Making the experience of healthcare work for patients — on-time appointments, easy access to information, better communication — is a sign of respect. It shows that payers and providers value the patient’s time. It shows that payers and providers want all patients to start paying attention and making better decisions.

If a system works, people are more likely to use it and payers and providers both need patients to start using the system in a smart way – not a “The ER is my primary care provider” way.

These startups are making the healthcare experience better. Hospitals and doctors and payers should be paying attention to this work and actively supporting it with money and pilot projects.

Axial Healthcare is working to fix the pain management problem in America by getting doctors to follow evidence-based medicine and by helping patients get the right kind of treatment and avoid what doesn’t work.

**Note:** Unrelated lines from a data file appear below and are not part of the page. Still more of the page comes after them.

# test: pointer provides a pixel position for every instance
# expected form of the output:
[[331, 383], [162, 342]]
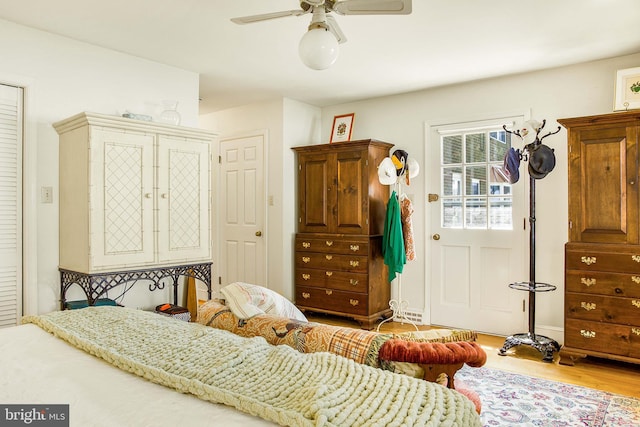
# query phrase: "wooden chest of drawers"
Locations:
[[343, 275], [602, 302]]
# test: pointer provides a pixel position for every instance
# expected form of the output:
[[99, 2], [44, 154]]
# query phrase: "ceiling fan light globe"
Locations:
[[318, 49]]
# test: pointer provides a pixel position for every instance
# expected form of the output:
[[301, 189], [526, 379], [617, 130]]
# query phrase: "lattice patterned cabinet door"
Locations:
[[183, 202], [122, 193]]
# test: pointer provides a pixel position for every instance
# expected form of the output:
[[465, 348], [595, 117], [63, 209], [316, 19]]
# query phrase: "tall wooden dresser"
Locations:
[[602, 256], [339, 267]]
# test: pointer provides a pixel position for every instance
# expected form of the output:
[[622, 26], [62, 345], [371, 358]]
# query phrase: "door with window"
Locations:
[[477, 234]]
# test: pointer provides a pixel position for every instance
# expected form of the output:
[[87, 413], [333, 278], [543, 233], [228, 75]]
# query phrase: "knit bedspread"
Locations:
[[276, 383]]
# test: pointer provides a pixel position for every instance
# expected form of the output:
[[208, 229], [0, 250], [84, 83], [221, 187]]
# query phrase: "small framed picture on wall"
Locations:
[[627, 89], [342, 127]]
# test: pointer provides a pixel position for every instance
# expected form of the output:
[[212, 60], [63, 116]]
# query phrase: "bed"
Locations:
[[116, 366]]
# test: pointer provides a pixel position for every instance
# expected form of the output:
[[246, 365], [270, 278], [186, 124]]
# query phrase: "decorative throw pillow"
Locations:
[[246, 300]]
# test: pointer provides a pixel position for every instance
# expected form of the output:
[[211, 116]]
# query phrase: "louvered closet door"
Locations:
[[10, 205]]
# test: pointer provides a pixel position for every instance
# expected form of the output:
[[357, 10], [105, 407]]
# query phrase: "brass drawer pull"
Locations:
[[588, 305], [588, 260], [588, 281], [588, 334]]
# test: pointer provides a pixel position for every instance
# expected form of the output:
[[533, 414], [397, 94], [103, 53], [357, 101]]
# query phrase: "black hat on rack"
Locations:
[[400, 158], [511, 165], [542, 160]]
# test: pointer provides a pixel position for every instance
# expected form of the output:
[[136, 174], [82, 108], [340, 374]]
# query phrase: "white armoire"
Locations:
[[133, 194]]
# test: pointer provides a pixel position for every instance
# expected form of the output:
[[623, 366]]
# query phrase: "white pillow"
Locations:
[[246, 300]]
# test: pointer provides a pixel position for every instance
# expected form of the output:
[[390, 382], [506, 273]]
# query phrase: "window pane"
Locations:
[[451, 149], [452, 213], [499, 143], [476, 148], [476, 212], [476, 184], [452, 181], [500, 213]]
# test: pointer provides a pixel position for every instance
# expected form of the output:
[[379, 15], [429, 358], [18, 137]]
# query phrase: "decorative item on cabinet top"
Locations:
[[131, 124], [119, 179], [342, 128], [627, 89]]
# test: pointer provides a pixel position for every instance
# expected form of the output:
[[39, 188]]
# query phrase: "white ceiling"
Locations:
[[442, 42]]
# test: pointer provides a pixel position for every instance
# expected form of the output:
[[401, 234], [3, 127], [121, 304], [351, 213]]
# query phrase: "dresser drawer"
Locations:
[[340, 280], [580, 258], [328, 299], [625, 311], [332, 262], [602, 337], [603, 283], [333, 245]]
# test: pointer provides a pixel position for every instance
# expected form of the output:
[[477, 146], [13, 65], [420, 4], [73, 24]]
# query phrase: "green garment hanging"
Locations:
[[392, 239]]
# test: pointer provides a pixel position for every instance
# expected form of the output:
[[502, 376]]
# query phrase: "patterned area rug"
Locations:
[[510, 399]]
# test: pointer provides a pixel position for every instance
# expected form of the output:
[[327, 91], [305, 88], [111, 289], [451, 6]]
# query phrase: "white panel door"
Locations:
[[183, 193], [241, 212], [477, 239], [10, 205]]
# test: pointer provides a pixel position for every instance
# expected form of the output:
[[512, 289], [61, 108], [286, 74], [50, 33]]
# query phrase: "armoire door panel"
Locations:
[[319, 193], [352, 198], [605, 176]]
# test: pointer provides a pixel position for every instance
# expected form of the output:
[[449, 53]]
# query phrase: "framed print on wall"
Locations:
[[627, 89], [342, 127]]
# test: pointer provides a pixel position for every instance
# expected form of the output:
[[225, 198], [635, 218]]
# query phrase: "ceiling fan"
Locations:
[[318, 48]]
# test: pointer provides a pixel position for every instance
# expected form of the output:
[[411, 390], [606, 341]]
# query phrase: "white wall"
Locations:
[[563, 92], [64, 77], [287, 123], [551, 94]]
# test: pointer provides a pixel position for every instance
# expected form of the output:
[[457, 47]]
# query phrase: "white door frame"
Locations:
[[429, 188], [217, 199]]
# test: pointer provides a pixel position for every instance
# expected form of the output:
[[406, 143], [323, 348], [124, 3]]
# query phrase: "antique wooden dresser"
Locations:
[[602, 256], [339, 267]]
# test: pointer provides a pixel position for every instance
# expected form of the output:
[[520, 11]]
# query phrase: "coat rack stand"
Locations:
[[543, 344], [398, 306]]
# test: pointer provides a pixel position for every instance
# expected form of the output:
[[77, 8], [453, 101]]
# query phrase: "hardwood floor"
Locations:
[[615, 377]]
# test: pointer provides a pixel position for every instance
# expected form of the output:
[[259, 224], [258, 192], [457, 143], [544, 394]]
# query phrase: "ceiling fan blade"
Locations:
[[372, 7], [266, 16], [335, 29]]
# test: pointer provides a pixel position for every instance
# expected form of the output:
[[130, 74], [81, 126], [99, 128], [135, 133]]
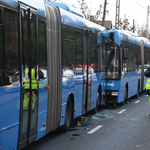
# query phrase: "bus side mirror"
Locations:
[[125, 53]]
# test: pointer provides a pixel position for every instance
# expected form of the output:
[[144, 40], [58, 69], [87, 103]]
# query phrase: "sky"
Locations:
[[133, 9]]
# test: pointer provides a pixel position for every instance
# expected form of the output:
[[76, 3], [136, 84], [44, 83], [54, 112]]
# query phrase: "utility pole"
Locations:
[[133, 26], [117, 14], [104, 12], [147, 22]]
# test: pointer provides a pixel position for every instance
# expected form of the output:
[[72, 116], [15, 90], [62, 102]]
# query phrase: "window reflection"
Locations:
[[9, 49]]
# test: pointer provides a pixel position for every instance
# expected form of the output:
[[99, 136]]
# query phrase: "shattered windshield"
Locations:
[[112, 62]]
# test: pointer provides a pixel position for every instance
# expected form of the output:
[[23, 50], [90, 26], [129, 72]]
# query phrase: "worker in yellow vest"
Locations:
[[33, 86], [27, 88], [147, 86]]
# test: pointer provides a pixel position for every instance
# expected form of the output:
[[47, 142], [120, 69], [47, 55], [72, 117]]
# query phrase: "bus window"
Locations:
[[68, 58], [94, 54], [79, 57], [9, 52], [1, 16], [42, 51], [1, 55]]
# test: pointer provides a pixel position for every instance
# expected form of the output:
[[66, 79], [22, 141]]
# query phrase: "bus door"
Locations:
[[86, 71], [29, 75]]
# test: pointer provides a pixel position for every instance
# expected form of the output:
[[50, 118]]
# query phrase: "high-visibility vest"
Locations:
[[33, 80], [27, 79], [147, 86]]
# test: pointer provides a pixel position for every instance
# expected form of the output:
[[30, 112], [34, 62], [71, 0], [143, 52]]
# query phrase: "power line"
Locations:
[[140, 5]]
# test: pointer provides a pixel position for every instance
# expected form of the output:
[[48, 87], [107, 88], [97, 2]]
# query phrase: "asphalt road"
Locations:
[[126, 127]]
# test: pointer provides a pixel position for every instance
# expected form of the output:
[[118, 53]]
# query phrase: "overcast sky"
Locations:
[[133, 9]]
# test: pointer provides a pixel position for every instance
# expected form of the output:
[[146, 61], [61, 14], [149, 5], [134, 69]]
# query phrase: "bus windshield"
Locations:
[[112, 62]]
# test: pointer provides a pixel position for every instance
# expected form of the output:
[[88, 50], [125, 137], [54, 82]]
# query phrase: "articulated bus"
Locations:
[[51, 69], [126, 56]]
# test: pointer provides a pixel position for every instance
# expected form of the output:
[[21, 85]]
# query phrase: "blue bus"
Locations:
[[126, 56], [50, 69]]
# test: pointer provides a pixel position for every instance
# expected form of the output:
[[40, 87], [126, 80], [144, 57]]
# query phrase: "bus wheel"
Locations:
[[68, 116]]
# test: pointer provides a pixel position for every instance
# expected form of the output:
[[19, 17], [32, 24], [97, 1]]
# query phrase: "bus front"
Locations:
[[113, 68]]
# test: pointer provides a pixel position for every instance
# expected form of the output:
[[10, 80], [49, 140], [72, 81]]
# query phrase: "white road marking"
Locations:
[[137, 102], [120, 112], [95, 129]]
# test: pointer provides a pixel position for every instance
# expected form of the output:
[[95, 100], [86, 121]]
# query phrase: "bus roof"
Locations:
[[68, 15], [74, 19], [145, 41], [121, 35], [38, 4]]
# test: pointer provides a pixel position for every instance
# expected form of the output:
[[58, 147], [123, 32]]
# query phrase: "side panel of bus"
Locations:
[[9, 78]]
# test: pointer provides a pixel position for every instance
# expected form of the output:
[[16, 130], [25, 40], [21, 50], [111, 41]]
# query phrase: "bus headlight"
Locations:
[[114, 93]]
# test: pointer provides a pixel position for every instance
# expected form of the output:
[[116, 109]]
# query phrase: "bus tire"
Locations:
[[68, 116]]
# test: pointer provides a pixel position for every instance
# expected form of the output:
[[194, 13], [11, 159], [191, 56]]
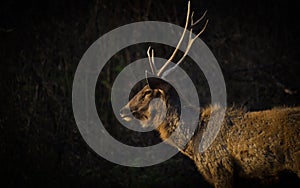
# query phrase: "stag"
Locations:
[[249, 144]]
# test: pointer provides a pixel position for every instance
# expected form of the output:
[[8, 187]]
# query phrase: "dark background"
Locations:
[[255, 42]]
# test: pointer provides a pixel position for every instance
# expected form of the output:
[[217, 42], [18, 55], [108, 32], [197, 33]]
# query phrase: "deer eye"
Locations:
[[148, 92]]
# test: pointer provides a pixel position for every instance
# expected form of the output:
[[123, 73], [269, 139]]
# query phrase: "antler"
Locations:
[[162, 72]]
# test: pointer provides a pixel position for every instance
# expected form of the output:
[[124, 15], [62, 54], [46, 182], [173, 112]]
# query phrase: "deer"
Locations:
[[250, 144]]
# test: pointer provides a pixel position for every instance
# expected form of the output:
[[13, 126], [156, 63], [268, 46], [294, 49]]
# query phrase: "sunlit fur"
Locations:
[[250, 144]]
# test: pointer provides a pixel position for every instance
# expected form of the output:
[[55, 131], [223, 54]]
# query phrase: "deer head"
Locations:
[[140, 106]]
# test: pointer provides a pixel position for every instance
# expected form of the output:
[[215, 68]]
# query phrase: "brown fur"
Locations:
[[250, 144]]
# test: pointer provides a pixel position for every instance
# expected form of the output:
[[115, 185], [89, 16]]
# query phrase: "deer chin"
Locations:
[[127, 118]]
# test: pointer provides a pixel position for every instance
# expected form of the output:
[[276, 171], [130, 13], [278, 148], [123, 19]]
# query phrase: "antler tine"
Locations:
[[149, 59], [179, 43], [153, 63], [204, 14], [190, 43]]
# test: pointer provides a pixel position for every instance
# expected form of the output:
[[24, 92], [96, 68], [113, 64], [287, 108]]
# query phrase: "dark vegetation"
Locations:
[[255, 43]]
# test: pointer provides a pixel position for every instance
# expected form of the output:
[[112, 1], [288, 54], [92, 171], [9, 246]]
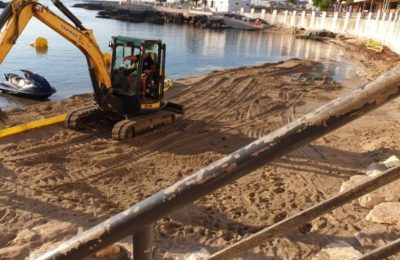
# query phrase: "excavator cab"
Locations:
[[137, 72]]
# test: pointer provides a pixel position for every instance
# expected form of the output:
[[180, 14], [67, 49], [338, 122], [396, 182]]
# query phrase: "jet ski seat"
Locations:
[[18, 81]]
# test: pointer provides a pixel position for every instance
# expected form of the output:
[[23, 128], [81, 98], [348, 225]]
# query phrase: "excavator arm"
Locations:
[[17, 15]]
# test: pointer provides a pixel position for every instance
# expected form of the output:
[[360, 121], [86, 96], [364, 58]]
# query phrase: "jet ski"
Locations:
[[32, 86]]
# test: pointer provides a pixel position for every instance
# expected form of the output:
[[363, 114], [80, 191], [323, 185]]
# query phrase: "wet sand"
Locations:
[[56, 182]]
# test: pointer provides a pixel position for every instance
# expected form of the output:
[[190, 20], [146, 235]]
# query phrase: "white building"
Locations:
[[228, 6]]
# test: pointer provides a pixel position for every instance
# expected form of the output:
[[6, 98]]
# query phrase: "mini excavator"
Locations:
[[121, 96]]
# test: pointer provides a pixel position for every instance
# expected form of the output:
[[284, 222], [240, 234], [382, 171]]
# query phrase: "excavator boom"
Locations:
[[119, 99]]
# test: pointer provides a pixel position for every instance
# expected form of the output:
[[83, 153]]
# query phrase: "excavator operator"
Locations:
[[148, 69]]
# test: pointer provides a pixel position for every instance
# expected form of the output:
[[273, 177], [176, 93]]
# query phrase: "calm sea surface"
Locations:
[[190, 51]]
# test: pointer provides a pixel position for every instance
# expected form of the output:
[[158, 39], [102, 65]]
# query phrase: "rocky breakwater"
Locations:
[[152, 15]]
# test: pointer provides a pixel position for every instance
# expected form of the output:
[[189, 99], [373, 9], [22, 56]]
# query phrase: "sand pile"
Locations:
[[55, 177]]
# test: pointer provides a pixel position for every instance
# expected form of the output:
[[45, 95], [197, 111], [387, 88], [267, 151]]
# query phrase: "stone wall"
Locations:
[[380, 26]]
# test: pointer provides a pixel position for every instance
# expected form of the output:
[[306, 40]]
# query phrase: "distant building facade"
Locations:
[[228, 6]]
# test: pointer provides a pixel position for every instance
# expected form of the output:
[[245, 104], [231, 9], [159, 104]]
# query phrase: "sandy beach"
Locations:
[[56, 182]]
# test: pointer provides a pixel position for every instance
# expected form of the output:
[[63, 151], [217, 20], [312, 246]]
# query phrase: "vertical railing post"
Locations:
[[143, 243]]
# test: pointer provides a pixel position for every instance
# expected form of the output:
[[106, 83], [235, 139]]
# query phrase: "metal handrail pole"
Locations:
[[307, 215], [143, 243]]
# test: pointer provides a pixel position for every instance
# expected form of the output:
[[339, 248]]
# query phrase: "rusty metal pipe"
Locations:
[[239, 163]]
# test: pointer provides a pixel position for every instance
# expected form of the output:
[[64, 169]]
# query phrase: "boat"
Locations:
[[32, 86]]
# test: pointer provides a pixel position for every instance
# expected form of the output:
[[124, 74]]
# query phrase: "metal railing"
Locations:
[[138, 219]]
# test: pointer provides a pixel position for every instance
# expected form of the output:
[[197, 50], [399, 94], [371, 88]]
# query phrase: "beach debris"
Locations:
[[375, 169], [337, 251], [374, 46], [108, 251], [199, 255], [385, 213], [392, 161]]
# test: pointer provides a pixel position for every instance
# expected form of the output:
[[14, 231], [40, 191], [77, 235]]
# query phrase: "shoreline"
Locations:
[[77, 183], [157, 15]]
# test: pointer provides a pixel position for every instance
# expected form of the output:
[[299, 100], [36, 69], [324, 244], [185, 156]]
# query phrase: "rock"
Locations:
[[370, 200], [26, 237], [337, 251], [385, 213], [392, 161], [200, 255], [14, 252], [375, 169]]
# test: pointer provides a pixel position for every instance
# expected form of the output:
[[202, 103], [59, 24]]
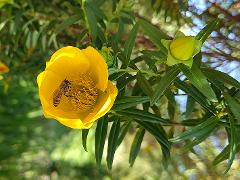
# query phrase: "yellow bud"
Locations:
[[183, 48]]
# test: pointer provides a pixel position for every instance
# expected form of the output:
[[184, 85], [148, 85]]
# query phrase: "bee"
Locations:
[[63, 89]]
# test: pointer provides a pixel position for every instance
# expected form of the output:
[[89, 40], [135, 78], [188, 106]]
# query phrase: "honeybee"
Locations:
[[63, 89]]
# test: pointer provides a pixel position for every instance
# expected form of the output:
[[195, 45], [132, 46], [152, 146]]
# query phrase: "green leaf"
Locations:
[[207, 30], [123, 131], [190, 106], [100, 136], [233, 144], [144, 84], [115, 76], [143, 116], [193, 92], [68, 22], [224, 154], [129, 101], [164, 83], [213, 74], [129, 44], [112, 142], [198, 79], [136, 145], [233, 105], [84, 138], [198, 131], [91, 21], [154, 34], [158, 132]]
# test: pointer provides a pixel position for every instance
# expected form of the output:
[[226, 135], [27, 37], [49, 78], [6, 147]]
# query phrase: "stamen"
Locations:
[[83, 93]]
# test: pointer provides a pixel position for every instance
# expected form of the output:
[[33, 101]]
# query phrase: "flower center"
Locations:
[[82, 93]]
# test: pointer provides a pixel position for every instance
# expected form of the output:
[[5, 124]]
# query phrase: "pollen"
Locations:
[[83, 93]]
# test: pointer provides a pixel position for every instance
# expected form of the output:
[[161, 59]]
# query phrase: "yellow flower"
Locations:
[[74, 88], [3, 68], [182, 49]]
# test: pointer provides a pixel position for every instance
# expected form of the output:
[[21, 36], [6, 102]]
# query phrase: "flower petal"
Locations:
[[182, 48], [104, 106], [67, 61], [98, 67], [48, 83], [72, 123]]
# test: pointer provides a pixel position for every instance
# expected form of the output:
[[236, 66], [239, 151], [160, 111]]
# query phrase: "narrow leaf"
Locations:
[[129, 44], [193, 92], [112, 142], [68, 22], [141, 115], [234, 106], [233, 144], [190, 106], [213, 74], [91, 21], [204, 128], [207, 30], [129, 101], [136, 145], [100, 136], [198, 79], [123, 131], [144, 84], [157, 132], [164, 83], [154, 34], [84, 138]]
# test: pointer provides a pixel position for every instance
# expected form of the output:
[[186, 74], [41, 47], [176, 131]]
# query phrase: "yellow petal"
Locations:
[[72, 123], [68, 61], [3, 68], [98, 67], [48, 83], [107, 100], [182, 48]]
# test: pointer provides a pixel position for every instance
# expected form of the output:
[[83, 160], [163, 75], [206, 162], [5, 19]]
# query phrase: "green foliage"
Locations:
[[146, 107]]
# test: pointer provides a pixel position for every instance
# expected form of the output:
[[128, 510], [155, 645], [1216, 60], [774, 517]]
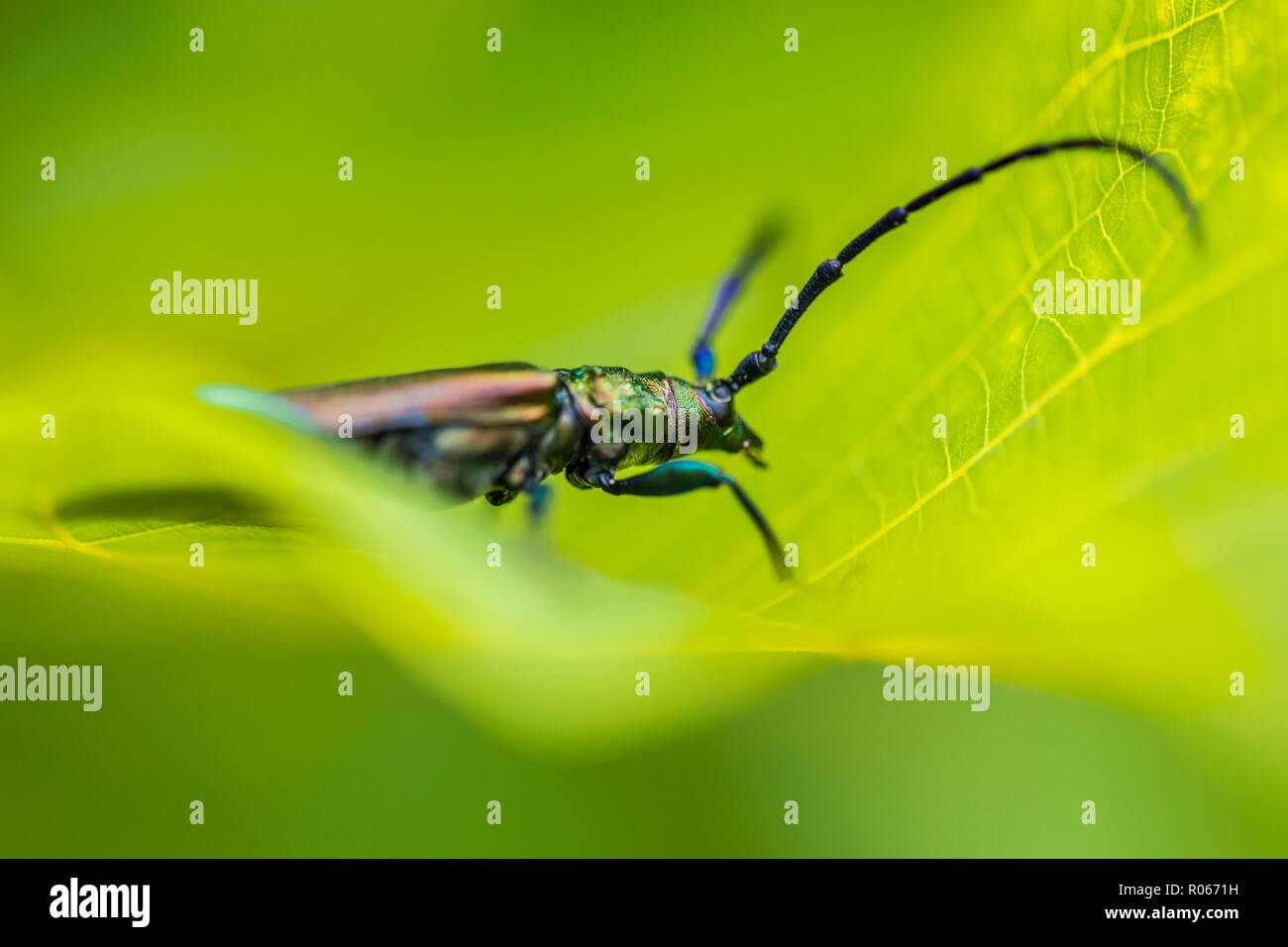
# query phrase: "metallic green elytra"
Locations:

InvisAlert Solutions is developing a less invasive way for caregivers to monitor people who are at risk of committing suicide.

LuminaCare Solutions is working to make hospitals safer for patients by using predictive analytics to diagnose hospital-acquired infections faster.

HealthCrowd is building a patient communication system that actually seems to have a sense of humor — something desperately needed in the world of healthcare.

eWellness is working with people with pre-diabetes to stop the progression into full-blown diabetes with a convenient program that combines telemedicine with a workout program that can be done at home.

These are the changes that need to happen now.